I've been admiring for more than a week now the beautiful new sign on the Chariton Area Chamber/Main Street Building, east side of the square. This was designed by Hilary Masters, of the Chamber/Main Street Design Division, and meticulously crafted (and mounted) by Johnson Machine Works.
It's intended to be a 21st century complement to the simple 1951 building upon which it's bolted, expressed effectively through its curved shape and mildly retro type faces.
Although not obvious to the passer-by, the sign also reflects continuity. Johnson Machine Works, now into its second century and still operated by descendants of its founders, is Lucas County's oldest large-scale employer. As a rule, the firm fabricates metal components for a global market that are far too large to hang from a building on the square.
But if you cross the street and back up a little bit, you can admire other JMW handiwork --- the striking planters that have been in place at the four corners of the square for a couple of years now. These were both designed and fabricated at Johnson Machine Works to enhance what now is the Main Street District.

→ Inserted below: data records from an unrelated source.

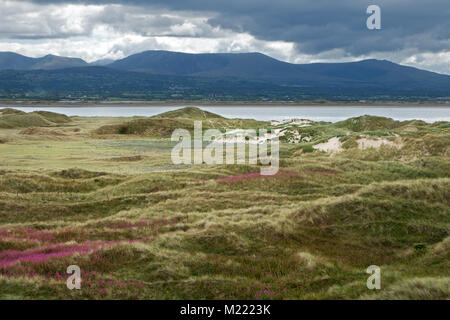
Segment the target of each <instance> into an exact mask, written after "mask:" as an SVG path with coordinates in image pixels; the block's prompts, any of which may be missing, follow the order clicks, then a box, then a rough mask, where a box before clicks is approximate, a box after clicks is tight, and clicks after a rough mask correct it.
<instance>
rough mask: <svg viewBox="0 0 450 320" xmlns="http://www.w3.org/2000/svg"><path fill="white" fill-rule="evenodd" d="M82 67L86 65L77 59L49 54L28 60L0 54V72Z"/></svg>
mask: <svg viewBox="0 0 450 320" xmlns="http://www.w3.org/2000/svg"><path fill="white" fill-rule="evenodd" d="M84 66H88V64H87V63H86V62H85V61H84V60H82V59H79V58H67V57H59V56H55V55H51V54H49V55H46V56H45V57H42V58H30V57H26V56H22V55H20V54H17V53H14V52H0V70H51V69H64V68H72V67H84Z"/></svg>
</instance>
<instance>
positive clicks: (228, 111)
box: [0, 104, 450, 122]
mask: <svg viewBox="0 0 450 320" xmlns="http://www.w3.org/2000/svg"><path fill="white" fill-rule="evenodd" d="M0 107H1V108H3V107H8V106H7V105H4V106H0ZM182 107H185V106H184V105H158V106H156V105H139V104H111V105H105V104H98V105H96V104H92V105H87V104H83V105H70V106H67V105H60V106H59V105H56V104H55V105H48V106H43V105H39V106H24V105H14V106H12V108H15V109H19V110H22V111H25V112H31V111H36V110H45V111H52V112H58V113H63V114H66V115H68V116H83V117H95V116H97V117H132V116H154V115H156V114H159V113H163V112H166V111H171V110H175V109H179V108H182ZM199 107H200V108H201V109H203V110H207V111H210V112H214V113H217V114H219V115H221V116H224V117H226V118H244V119H256V120H263V121H270V120H284V119H292V118H300V119H309V120H313V121H327V122H337V121H341V120H345V119H348V118H351V117H358V116H362V115H374V116H382V117H389V118H393V119H395V120H402V121H403V120H412V119H416V120H423V121H426V122H435V121H450V106H448V107H447V106H414V107H408V106H401V107H387V106H380V107H377V106H370V107H367V106H275V105H273V106H267V105H263V106H257V105H251V106H249V105H227V106H219V105H214V106H208V105H201V106H199Z"/></svg>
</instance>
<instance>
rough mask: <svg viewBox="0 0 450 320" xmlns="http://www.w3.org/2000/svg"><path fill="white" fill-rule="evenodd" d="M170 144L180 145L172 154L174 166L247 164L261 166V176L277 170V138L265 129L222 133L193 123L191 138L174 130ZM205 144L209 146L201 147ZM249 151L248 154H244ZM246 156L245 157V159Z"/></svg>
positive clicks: (190, 136)
mask: <svg viewBox="0 0 450 320" xmlns="http://www.w3.org/2000/svg"><path fill="white" fill-rule="evenodd" d="M172 141H176V142H179V143H178V144H177V145H176V146H175V147H174V148H173V149H172V153H171V157H172V162H173V163H174V164H203V163H206V164H209V165H214V164H247V163H248V164H250V165H252V164H253V165H256V164H258V162H259V163H260V164H261V165H263V167H261V175H275V174H277V172H278V169H279V163H280V159H279V138H278V135H277V134H276V133H272V132H269V131H268V130H266V129H259V130H258V133H257V132H256V130H254V129H234V130H229V131H227V132H226V133H222V132H221V131H220V130H218V129H208V130H206V131H205V132H204V133H203V130H202V122H201V121H195V122H194V137H193V139H192V136H191V133H190V132H189V131H188V130H186V129H176V130H175V131H174V132H173V134H172ZM204 142H206V143H208V145H207V146H206V147H205V148H204V146H203V144H204ZM247 149H248V152H247ZM247 153H248V157H247Z"/></svg>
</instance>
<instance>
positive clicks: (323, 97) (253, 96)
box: [0, 51, 450, 101]
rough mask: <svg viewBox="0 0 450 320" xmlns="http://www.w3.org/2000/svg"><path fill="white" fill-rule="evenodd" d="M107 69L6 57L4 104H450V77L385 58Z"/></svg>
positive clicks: (147, 59)
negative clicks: (104, 102)
mask: <svg viewBox="0 0 450 320" xmlns="http://www.w3.org/2000/svg"><path fill="white" fill-rule="evenodd" d="M105 63H107V61H97V62H94V63H93V64H87V63H86V62H84V61H83V60H81V59H74V58H65V57H57V56H50V55H49V56H45V57H43V58H37V59H33V58H28V57H24V56H20V55H17V54H15V53H9V52H8V53H0V98H4V99H17V98H32V99H50V100H52V99H74V98H75V99H89V100H101V99H110V98H117V99H130V100H160V101H165V100H208V101H211V100H213V101H215V100H219V101H224V100H225V101H250V100H253V101H254V100H262V101H272V100H274V101H280V100H281V101H294V100H317V99H325V100H342V101H348V100H351V101H358V100H369V101H379V100H384V101H386V100H399V101H420V100H450V76H449V75H443V74H438V73H434V72H429V71H424V70H419V69H417V68H412V67H407V66H402V65H398V64H395V63H392V62H389V61H386V60H374V59H372V60H363V61H358V62H348V63H313V64H291V63H286V62H282V61H279V60H276V59H273V58H271V57H268V56H266V55H263V54H260V53H214V54H187V53H180V52H169V51H146V52H142V53H138V54H135V55H131V56H129V57H127V58H125V59H121V60H118V61H115V62H113V63H110V64H106V65H104V64H105ZM97 64H99V65H104V66H95V65H97ZM6 69H7V70H6Z"/></svg>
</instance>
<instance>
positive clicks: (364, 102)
mask: <svg viewBox="0 0 450 320" xmlns="http://www.w3.org/2000/svg"><path fill="white" fill-rule="evenodd" d="M8 106H20V107H24V108H26V107H40V106H41V107H67V108H76V107H86V106H90V107H124V106H141V107H179V106H206V107H231V108H233V107H241V106H245V107H274V106H280V107H342V106H345V107H354V108H361V107H372V108H377V107H380V108H385V107H395V108H402V107H408V108H414V107H417V108H422V107H444V108H446V107H448V108H450V101H443V102H395V101H387V102H382V101H380V102H343V101H329V102H317V101H304V102H288V101H273V102H272V101H271V102H265V101H23V100H11V101H9V100H0V107H1V108H5V107H8Z"/></svg>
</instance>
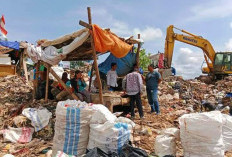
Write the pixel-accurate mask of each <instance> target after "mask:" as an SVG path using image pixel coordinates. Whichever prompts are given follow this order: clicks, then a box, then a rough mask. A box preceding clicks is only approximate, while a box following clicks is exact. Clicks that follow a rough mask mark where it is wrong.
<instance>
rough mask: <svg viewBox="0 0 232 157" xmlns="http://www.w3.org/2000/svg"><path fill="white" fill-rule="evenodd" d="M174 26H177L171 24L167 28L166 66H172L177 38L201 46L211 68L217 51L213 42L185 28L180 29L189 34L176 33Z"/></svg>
mask: <svg viewBox="0 0 232 157" xmlns="http://www.w3.org/2000/svg"><path fill="white" fill-rule="evenodd" d="M173 28H175V27H174V26H173V25H170V26H169V27H168V28H167V35H166V40H165V51H164V61H165V64H166V67H171V63H172V56H173V50H174V44H175V40H177V41H180V42H183V43H186V44H189V45H192V46H196V47H199V48H201V49H202V50H203V53H204V55H205V56H206V58H207V59H208V60H210V62H211V63H210V62H209V61H208V60H206V63H207V65H208V67H209V68H210V69H212V68H213V62H214V57H215V51H214V48H213V46H212V45H211V43H210V42H209V41H208V40H206V39H204V38H202V37H199V36H196V35H194V34H192V33H189V32H187V31H185V30H180V29H179V30H180V31H181V32H183V33H185V34H188V35H184V34H177V33H174V31H173Z"/></svg>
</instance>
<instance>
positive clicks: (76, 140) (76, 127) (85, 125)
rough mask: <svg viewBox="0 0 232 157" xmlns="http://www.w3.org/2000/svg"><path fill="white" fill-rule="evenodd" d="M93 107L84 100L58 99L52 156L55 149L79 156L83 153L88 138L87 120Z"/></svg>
mask: <svg viewBox="0 0 232 157" xmlns="http://www.w3.org/2000/svg"><path fill="white" fill-rule="evenodd" d="M92 113H93V109H92V106H89V105H88V104H87V103H85V102H81V101H76V100H66V101H60V102H58V104H57V107H56V123H55V136H54V138H53V148H52V150H53V151H52V154H53V156H54V155H55V154H57V151H62V152H64V153H66V154H69V155H77V156H81V155H83V154H84V153H85V151H86V148H87V144H88V138H89V122H90V118H91V116H92Z"/></svg>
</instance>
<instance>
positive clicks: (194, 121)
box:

Admire the flowers, too, since frost will be along shortly. Other unsung heroes of the Main Street District are our Master Gardeners & Friends who fill and maintain these big planters (ever considered what a challenge it is to keep them watered?). The gardeners also maintain the Post Office garden as well as plantings in Constitution Park, just south of the public library and have been major players in the green revolution that's been underway for two years now on the Lucas County Historical Society Museum campus.
So hug a gardener, or at least say "thanks," the next time you see one of them at work.
There's more heavy metal on the square to admire, too, but these examples go back a ways longer. These are the two cast iron horse watering troughs that have been incorporated into the veteran memorial on the west side of the square, filled with red, white and blue petunias.
Four of these troughs, dating from the 1890s, were installed originally on the four sides of the courthouse lawn for the convenience of those who arrived on the square by horse. A third is at the historical society and a fourth remains in private hands.
The manufacturer was J.P. Clow & Sons, headquarted in Chicago, and supplier of other cast iron products, including water and sewer piping.